Two-photon exchange corrections to the $g$ factor of Li-like ions

TL;DR

This paper presents all-order QED calculations of two-photon exchange corrections to the $g$ factor of Li-like ions, improving theoretical accuracy and revealing discrepancies with experimental data for silicon and calcium.

Contribution

The study introduces a comprehensive all-orders QED approach to compute two-photon exchange corrections, enhancing precision over previous methods.

Findings

Improved theoretical $g$ factor predictions for Li-like carbon and oxygen.

Consistency among QED, relativistic many-body perturbation theory, and nonrelativistic QED methods.

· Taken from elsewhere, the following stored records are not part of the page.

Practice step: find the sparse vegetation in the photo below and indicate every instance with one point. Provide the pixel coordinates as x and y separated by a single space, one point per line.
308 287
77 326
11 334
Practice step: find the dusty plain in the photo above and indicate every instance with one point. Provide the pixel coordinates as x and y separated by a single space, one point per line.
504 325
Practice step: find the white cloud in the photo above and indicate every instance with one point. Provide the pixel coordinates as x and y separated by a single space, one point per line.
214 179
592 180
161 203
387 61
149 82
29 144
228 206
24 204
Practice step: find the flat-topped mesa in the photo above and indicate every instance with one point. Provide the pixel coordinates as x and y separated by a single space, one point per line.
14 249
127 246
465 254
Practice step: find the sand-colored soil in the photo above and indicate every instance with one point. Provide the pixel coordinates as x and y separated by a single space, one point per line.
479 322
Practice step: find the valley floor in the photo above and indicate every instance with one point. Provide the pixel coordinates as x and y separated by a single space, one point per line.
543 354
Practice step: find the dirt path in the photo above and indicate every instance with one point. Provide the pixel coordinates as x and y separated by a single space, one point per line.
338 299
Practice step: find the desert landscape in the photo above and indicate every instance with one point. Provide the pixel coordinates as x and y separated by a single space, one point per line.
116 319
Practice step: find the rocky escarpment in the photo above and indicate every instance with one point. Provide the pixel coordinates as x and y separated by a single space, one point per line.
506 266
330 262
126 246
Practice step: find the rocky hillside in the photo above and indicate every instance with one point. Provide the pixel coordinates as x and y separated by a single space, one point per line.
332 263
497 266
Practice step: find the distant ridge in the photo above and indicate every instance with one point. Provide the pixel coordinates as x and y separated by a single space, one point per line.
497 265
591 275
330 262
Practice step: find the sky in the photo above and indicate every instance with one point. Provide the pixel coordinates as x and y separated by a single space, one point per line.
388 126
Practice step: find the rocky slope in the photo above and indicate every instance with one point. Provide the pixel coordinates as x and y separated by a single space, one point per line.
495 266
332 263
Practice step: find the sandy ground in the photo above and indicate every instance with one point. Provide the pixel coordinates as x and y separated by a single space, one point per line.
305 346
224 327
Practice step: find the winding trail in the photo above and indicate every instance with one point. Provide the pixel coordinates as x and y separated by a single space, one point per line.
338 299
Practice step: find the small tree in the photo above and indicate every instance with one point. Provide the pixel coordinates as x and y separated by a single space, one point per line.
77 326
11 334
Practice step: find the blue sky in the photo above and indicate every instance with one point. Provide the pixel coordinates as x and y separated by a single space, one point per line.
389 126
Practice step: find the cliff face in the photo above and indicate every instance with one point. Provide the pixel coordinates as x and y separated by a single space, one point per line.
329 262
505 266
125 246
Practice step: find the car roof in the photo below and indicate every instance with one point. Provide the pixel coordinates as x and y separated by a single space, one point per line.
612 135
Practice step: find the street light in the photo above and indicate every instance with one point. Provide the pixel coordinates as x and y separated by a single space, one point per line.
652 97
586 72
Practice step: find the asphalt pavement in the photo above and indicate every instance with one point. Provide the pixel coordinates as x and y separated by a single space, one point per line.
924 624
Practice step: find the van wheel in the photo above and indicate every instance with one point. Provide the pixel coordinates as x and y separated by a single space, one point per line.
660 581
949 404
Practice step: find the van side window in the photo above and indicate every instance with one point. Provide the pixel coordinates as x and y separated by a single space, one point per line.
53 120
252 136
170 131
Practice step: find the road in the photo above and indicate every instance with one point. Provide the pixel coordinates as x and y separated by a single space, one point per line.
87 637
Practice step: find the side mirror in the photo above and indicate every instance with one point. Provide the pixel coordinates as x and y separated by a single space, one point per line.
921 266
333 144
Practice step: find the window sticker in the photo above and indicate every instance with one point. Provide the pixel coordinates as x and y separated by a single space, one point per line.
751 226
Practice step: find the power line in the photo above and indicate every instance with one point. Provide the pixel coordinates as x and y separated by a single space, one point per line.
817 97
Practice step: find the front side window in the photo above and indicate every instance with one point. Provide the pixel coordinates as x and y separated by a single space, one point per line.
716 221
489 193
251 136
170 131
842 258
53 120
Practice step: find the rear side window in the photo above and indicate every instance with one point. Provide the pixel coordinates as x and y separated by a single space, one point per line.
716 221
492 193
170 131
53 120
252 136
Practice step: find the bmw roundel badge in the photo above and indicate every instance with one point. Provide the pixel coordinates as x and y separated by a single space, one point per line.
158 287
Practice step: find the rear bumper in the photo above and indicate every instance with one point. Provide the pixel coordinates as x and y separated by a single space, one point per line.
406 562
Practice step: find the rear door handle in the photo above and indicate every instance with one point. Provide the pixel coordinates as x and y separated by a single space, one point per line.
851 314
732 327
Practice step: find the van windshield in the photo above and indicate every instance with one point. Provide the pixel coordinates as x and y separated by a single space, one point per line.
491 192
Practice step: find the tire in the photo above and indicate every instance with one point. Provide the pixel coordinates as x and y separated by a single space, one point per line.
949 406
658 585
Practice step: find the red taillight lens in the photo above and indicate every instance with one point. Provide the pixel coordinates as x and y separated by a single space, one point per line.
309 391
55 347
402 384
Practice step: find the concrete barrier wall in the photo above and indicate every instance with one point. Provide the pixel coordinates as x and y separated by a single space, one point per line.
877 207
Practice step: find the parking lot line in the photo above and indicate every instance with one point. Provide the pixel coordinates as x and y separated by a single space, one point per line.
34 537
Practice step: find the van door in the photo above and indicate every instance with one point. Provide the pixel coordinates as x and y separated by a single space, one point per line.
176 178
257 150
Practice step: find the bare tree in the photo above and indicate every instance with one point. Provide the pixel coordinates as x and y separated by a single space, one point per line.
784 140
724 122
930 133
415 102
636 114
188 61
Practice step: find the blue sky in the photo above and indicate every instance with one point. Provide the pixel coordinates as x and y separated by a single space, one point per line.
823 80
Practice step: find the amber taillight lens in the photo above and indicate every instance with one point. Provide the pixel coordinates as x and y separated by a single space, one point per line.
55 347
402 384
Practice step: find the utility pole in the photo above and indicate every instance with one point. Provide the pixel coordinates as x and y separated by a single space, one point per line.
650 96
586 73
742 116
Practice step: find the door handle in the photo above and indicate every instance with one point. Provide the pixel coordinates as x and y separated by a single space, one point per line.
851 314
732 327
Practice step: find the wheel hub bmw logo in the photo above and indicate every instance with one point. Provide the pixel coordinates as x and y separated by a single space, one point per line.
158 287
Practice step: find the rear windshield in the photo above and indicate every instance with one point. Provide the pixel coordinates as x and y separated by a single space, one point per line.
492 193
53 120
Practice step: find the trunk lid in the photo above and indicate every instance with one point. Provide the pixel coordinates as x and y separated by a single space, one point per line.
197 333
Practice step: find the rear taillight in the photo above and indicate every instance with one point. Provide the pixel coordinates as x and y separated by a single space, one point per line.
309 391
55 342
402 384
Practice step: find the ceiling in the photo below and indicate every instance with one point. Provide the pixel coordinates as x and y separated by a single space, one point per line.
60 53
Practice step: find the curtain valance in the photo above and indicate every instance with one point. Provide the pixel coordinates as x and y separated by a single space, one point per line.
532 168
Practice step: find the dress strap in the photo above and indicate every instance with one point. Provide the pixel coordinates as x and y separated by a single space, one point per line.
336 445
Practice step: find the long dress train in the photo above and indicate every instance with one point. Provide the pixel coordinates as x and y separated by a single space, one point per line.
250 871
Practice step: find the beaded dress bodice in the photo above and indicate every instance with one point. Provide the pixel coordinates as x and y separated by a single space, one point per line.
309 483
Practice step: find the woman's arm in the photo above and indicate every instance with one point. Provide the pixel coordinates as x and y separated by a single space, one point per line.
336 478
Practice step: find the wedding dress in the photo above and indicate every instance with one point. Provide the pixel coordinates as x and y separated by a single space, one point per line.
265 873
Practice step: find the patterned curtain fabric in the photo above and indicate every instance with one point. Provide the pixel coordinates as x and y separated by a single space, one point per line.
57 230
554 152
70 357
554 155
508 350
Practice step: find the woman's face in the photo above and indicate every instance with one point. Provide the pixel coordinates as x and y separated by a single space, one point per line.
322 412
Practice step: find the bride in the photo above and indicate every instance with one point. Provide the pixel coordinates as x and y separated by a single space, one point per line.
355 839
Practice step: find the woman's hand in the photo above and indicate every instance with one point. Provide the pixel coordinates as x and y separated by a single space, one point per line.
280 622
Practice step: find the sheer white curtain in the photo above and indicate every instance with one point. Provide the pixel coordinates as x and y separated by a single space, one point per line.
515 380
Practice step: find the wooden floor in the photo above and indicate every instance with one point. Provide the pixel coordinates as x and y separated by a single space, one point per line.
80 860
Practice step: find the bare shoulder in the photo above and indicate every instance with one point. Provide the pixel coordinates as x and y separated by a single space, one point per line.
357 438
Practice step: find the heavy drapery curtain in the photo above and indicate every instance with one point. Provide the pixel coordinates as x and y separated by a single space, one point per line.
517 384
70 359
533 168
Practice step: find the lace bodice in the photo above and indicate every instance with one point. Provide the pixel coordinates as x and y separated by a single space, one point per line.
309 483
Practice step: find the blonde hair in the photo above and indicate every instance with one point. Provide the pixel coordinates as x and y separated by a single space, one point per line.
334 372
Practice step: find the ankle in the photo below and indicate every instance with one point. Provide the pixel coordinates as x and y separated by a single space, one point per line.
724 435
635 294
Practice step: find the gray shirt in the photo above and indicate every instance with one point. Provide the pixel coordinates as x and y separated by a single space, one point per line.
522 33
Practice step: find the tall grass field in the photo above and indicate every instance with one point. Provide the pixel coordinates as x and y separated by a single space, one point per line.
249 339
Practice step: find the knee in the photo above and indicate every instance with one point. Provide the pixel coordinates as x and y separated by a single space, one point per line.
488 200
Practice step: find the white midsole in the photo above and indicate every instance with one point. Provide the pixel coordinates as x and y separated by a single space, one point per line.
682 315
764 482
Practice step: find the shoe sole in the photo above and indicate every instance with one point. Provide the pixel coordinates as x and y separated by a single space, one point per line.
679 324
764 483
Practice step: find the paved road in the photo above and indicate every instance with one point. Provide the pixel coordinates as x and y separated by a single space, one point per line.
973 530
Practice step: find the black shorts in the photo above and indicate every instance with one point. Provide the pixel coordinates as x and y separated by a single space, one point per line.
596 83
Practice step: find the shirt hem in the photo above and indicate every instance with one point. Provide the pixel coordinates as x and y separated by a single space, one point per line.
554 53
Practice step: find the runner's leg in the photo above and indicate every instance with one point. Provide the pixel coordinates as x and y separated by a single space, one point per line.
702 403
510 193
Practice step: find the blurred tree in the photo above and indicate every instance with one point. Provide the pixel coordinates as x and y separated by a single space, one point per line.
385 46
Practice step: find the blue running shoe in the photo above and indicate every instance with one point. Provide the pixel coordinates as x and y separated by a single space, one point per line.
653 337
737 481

Discrepancies between theory and experiment for silicon and calcium by 3-4 standard deviations.

Abstract

We report calculations of QED corrections to the $g$ factor of Li-like ions induced by the exchange of two virtual photons between the electrons. The calculations are performed within QED theory to all orders in the nuclear binding strength parameter $Z\alpha$, where $Z$ is the nuclear charge number and $\alpha$ is the fine-structure constant. In the region of low nuclear charges we compare results from three different methods: QED, relativistic many-body perturbation theory, and nonrelativistic QED. All three methods are shown to yield consistent results. With our calculations we improve the accuracy of the theoretical predictions of the $g$ factor of the ground state of Li-like carbon and oxygen by about an order of magnitude. Our theoretical results agree with those from previous calculations but differ by 3-4 standard deviations from the experimental results available for silicon and calcium.